Summary and Conclusions

In trying to solve the terrifying problems that face the world in 2019 (e.g., global climate change, an epidemic of obesity, an opioid crisis), we recognize the role of human behavior in general, and impulsive choice in particular. Reducing the extent to which individuals discount the value of delayed outcomes holds promise in influencing the many small choices that contribute to these crises. The technology of behavior advocated by Skinner (1971), as applied to impulsive choice, remains in its infancy.

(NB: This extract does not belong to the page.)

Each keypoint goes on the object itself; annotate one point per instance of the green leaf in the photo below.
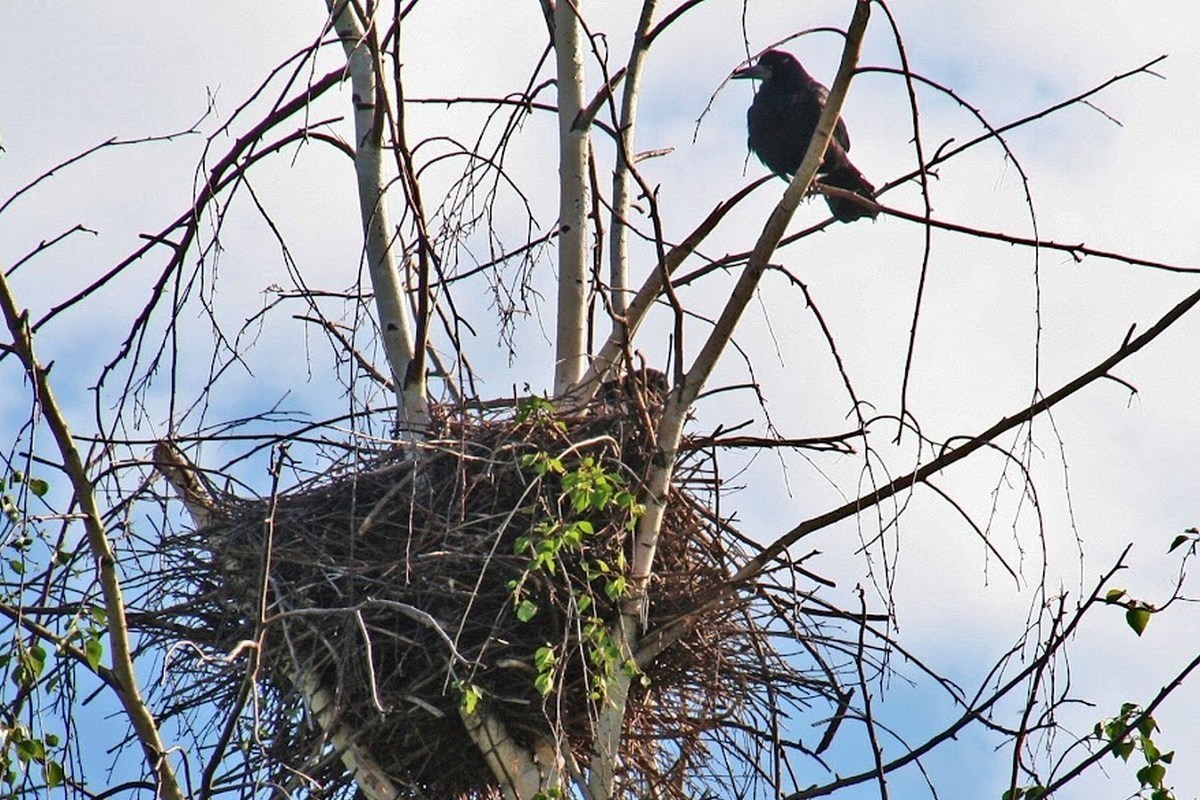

Much of the early work in delay discounting was correlational but that is changing. Today there is less interest in replicating the finding that steep delay discounting is correlated with addictions, and there is greater interest in longitudinal research evaluating discounting as a precursor to addictions, and experimental work designed to reduce delay discounting and impulsive choice. This article has provided an incomplete list of such techniques and has loosely mapped out a line of translational research aimed at developing a prevention program that could reduce addictive behaviors. Whether therapeutic manipulations with momentary effects can be meaningfully incorporated into existing addictions therapies must await empirical evaluation. It should be clear from this review that these techniques fall short of a “technology of behavior.” There remains much to be learned by those who study basic behavioral processes, and we urge such researchers to keep one eye on the translational potential of their discoveries. Now more than ever, it is important to play to our strengths—by investing our time, effort, and resources in experimental behavioral science and translational research.